The propagation of uncertainty through a deterministic model is a key issue when one wants to estimate the failure probability of a system. Several methods exist to describe the probability distribution of an output variable from the probabilistic parameters of the random input variables, but these methods usually require a large number of calls to the deterministic model. This is the case of the famous Monte-Carlo method, which provides an unbiased estimate of the failure probability pf, but requires a number of calls larger than 10/pf to provide a correct estimation. For the orders of magnitude of failure probabilities that are of interest to engineers, such a number of calls of the deterministic model is often out of reach for computationnal cost reasons. Several recent probabilistic methods allow a reduction of this computationnal time.
The Response Surface Methodology (RSM) is based on a quadratic approximation of the limit state surface, and consists in determining by successive iterations the position of the so-called design point, defined as the point of most probable failure. When this point is known, the FORM approximation provides a direct estimate of the failure probability. However, RSM presents a few limitations, not the least being the fact that it is only able to provide a failure probability for a failure criterion defined a priori, but that it does not provide any information on the probability distribution of the output variable of the model.
The Collocation-based Stochastic Response Surface Methodology (CSRSM) was introduced in order to overcome the limitations of RSM. CSRSM is also based on an analytical approximation of the deterministic model, but this approximation is more complex and presents the advantage of being defined on a wide domain in the space of the input random variables (and not only in the neighbourhood of the design point as in RSM). When this analytical approximation is properly fitted from a rather limited number of calls to the deterministic model, it provides a so-called meta-model with a negligible computational cost, which can be subtituted to the original deterministic model in any probabilistic method.
Figure 1. Principle of the reliability-based methods : the ellipses ("probabilistic" part) represent the domains of equal probability of occurence of the random input variables, and the limit state curve ("déterministic" part) represents the limit between the domains of failure and of safety. The design point is the point of most probable failure.

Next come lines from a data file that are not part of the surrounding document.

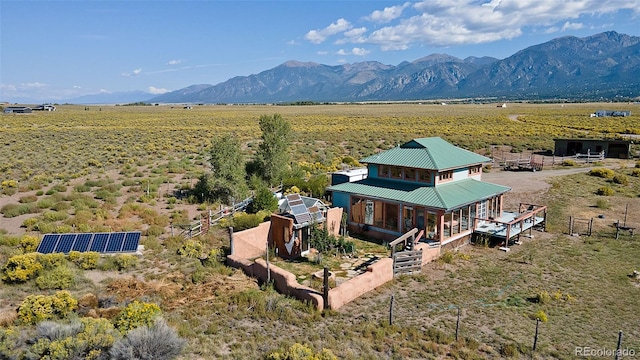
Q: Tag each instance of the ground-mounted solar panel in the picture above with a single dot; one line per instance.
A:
(115, 242)
(99, 242)
(131, 242)
(82, 242)
(48, 243)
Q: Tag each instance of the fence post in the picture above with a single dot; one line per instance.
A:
(618, 350)
(391, 310)
(325, 288)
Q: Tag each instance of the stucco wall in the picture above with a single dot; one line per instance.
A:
(377, 274)
(251, 243)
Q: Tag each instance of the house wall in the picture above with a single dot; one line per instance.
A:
(251, 243)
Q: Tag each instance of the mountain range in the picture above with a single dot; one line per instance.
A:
(604, 66)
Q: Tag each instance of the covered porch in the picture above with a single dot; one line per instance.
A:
(512, 224)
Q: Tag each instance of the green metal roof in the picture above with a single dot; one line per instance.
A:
(446, 196)
(426, 153)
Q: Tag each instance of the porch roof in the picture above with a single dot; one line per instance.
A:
(445, 196)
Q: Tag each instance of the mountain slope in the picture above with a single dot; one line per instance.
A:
(605, 64)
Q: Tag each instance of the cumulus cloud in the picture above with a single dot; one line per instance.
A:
(387, 14)
(156, 91)
(463, 22)
(134, 73)
(319, 36)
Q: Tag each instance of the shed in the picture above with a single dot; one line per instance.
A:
(351, 175)
(613, 148)
(17, 110)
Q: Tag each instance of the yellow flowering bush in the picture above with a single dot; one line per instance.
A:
(20, 268)
(36, 308)
(136, 314)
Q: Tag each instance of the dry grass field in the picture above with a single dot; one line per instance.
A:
(115, 168)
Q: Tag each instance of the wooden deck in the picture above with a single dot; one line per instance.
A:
(513, 224)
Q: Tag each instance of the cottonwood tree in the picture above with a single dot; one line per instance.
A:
(226, 181)
(272, 155)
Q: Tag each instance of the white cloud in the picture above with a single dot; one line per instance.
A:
(319, 36)
(388, 14)
(135, 72)
(156, 91)
(463, 22)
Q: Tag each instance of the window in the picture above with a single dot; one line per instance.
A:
(410, 174)
(396, 172)
(424, 175)
(446, 175)
(383, 171)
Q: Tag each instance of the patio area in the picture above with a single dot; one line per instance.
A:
(512, 224)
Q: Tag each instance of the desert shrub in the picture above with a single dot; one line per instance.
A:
(59, 278)
(50, 261)
(20, 268)
(136, 314)
(620, 179)
(85, 339)
(191, 249)
(299, 351)
(155, 230)
(602, 172)
(605, 191)
(85, 260)
(29, 243)
(28, 199)
(156, 342)
(37, 308)
(13, 210)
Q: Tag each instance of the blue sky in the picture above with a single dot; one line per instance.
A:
(52, 50)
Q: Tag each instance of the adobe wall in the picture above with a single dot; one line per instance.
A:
(377, 274)
(251, 243)
(284, 281)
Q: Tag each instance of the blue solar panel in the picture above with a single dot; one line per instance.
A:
(82, 242)
(48, 243)
(99, 242)
(65, 243)
(131, 242)
(115, 242)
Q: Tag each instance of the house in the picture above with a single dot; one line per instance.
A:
(428, 184)
(17, 110)
(612, 148)
(292, 226)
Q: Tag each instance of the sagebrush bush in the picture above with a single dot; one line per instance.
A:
(85, 260)
(136, 314)
(20, 268)
(299, 351)
(605, 191)
(36, 308)
(155, 342)
(59, 278)
(602, 172)
(29, 243)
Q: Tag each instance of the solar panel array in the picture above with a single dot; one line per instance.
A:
(115, 242)
(300, 211)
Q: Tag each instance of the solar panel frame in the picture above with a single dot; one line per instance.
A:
(82, 242)
(116, 240)
(48, 243)
(99, 242)
(65, 243)
(131, 241)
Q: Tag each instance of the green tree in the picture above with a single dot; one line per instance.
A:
(227, 178)
(272, 156)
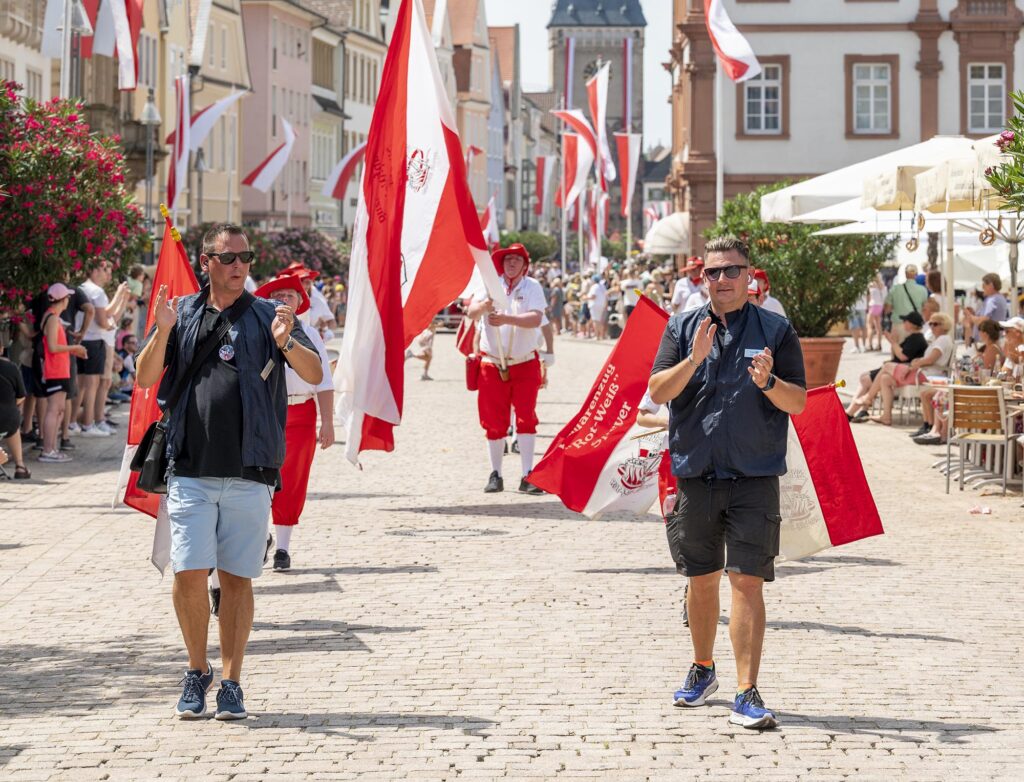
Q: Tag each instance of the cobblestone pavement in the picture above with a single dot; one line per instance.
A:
(430, 632)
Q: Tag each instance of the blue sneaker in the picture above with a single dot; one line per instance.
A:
(749, 711)
(229, 705)
(700, 683)
(193, 701)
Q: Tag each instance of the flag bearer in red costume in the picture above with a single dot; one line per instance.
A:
(510, 375)
(300, 432)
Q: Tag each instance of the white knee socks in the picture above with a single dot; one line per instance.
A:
(526, 444)
(496, 449)
(284, 535)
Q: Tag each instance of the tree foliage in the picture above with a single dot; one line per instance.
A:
(65, 205)
(817, 278)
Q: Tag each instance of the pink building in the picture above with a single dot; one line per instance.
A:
(280, 51)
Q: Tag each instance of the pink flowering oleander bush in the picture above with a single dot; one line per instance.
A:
(64, 202)
(1008, 178)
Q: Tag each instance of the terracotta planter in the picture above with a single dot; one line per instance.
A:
(821, 355)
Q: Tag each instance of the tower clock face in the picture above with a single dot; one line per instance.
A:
(592, 68)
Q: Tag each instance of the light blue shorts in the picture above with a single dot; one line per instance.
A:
(218, 522)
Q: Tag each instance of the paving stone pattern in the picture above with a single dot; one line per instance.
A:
(430, 632)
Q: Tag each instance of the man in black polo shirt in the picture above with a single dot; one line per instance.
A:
(732, 374)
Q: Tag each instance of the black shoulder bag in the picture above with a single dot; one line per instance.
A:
(151, 458)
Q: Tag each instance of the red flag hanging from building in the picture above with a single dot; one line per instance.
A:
(629, 163)
(417, 236)
(734, 52)
(174, 271)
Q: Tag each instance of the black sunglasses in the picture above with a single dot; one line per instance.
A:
(228, 258)
(731, 271)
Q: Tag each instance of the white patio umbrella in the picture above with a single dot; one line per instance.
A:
(848, 182)
(670, 235)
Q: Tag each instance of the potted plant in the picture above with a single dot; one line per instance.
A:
(817, 278)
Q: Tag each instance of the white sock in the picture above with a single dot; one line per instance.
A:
(284, 534)
(526, 444)
(496, 449)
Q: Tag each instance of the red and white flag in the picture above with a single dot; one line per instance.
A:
(263, 176)
(734, 52)
(471, 151)
(488, 223)
(127, 24)
(567, 77)
(824, 495)
(417, 237)
(337, 181)
(580, 125)
(597, 97)
(174, 271)
(177, 176)
(629, 164)
(628, 84)
(594, 465)
(204, 120)
(546, 165)
(579, 159)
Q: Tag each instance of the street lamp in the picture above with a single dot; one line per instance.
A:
(201, 168)
(150, 120)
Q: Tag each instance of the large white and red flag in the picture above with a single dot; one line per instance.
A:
(580, 125)
(263, 176)
(734, 52)
(598, 463)
(337, 181)
(417, 239)
(471, 151)
(579, 158)
(629, 163)
(177, 176)
(174, 271)
(597, 97)
(488, 223)
(546, 165)
(203, 121)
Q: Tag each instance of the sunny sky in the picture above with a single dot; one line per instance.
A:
(532, 16)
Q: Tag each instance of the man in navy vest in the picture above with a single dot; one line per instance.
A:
(225, 441)
(732, 374)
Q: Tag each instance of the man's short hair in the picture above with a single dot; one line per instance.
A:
(726, 244)
(993, 279)
(217, 230)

Figure 3. Collocation scheme used in the framework of CSRSM. Instead of performing hundreds of calls as in the Monte-Carlo method, the computations are efficiently spread over the domain of the input random variables. From this it is possible to obtain an analytical approximation of the original model with a very small time cost.
Figure 5. Examples of results obtained by CSRSM, in the framework of the analysis of pressurized tunnel face stability (Mollon et al. 2011) : influence of the dispersion of the friction angle and of the cohesion on the probability distribution of the critical collapse pressure and on the collapse probability.
Figure 2. Response Surface Methodology (RSM) in the case of three random variables. The ellipses become ellipsoids, and the limit state surface is approximated by a quadratic funtion.
Figure 4. Comparison between the original model and the meta-model in the framework of CSRSM, for several orders of the method. At the order 2 the approximation is only accurate in the central zone (area of high probability of occurence), while at the order 5 it is satisfactory in the whole domain.